А если уж говорить о встречах на стадиях ранних (и ранимых, ибо в юности многое сильно ранит душу), - то нельзя не сказать еще об одном очень важном факте: январь 1960 г., совершенно случайное знакомство с Юрой Фрейдиным, тогда еще студентом-первокурсником, который скоро стал, на мой взгляд, лучшим русским поэтом второй половины XX столетия. Он был на пять лет моложе меня (а в таком возрасте это очень ощутимая разница), я его сразу же ввел в наш круг, где он быстро занял одну из лидирующих позиций. Но в плане теоретическом это было важно потому, что именно он показал на своем конкретном примере, что занятия литературной теорией (к которой он пристрастился очень рано) - вовсе не препятствуют прекрасной творческой практике! [Кстати, это он обратил мое внимание на достижения русской формальной школы, он же и познакомил меня с милой старушкой - Анной Андреевной Ахматовой...] Потом мы дружили, вместе путешествовали, писали (в соавторстве) - и теоретические статьи, и прозу, издавали журналы и т.д. На этих ранних стадиях было много и других знакомств, вроде бы почти случайных, но также оказавшихся весьма плодотворными - и для теории, и для творческой практики (но о них следовало бы говорить отдельно).

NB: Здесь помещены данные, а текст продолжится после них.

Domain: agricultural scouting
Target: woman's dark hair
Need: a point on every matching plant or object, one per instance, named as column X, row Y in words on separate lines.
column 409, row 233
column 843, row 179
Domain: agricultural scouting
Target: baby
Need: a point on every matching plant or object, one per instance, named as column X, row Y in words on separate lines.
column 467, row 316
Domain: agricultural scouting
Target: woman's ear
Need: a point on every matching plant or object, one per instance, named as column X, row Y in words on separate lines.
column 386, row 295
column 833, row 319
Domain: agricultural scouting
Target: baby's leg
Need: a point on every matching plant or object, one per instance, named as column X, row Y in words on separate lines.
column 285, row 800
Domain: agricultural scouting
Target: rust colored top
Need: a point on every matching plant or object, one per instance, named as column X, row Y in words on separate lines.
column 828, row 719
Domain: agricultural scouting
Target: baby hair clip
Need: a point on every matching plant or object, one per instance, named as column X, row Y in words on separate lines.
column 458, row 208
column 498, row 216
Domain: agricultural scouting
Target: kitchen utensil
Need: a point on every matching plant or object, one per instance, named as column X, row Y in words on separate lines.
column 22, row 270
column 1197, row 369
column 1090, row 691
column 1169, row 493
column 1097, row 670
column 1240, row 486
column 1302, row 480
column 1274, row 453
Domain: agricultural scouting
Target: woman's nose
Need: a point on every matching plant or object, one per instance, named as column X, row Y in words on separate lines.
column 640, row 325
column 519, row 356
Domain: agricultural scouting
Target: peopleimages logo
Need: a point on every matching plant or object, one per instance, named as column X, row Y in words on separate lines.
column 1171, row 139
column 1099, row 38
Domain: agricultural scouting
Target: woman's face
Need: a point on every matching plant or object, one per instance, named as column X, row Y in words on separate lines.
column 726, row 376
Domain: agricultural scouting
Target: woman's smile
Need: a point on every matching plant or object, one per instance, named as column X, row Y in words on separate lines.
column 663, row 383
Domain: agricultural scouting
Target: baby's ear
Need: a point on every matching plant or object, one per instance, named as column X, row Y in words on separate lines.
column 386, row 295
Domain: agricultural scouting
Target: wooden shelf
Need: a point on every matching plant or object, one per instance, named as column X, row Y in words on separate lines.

*                                    *                                    *

К чему я клонил (либо клоунил?) на протяжении всего этого изложения? быть может, к выводу о своей какой-то исключительности? либо об исключительности моих достижений - научных или художественных? - Отнюдь нет, ни о том, ни о другом! А выводов - всего два: психологический и культурологический.

Психологический вывод из сказанного, думаю, ясен: я отнюдь не считаю себя выдающейся персоной, - просто мне здорово повезло, и благодаря совпадению целого ряда обстоятельств моя творческая судьба сложилась столь удачно; и ранние стадии определили, в основных чертах, весь мой дальнейший творческий путь. [Так что если хотите вырастить теоретика-аналитика, - то поместите вашего воспитанника в должные условия и обеспечьте ему надлежащие совпадения обстоятельств, а далее все пойдет как по маслу; недаром опытные игроки в «козла» говорят: первые сорок лет трудно, а потом пойдет!] Культурологический же вывод - совсем тривиален: надеюсь, мне удалось высветить кое-какие аспекты «истории повседневности» (столь модное теперь направление нарратива), перипетий духовной жизни российской интеллигенции во второй половине XX в.

 

Есуково - Москва, июль - октябрь 2007 г.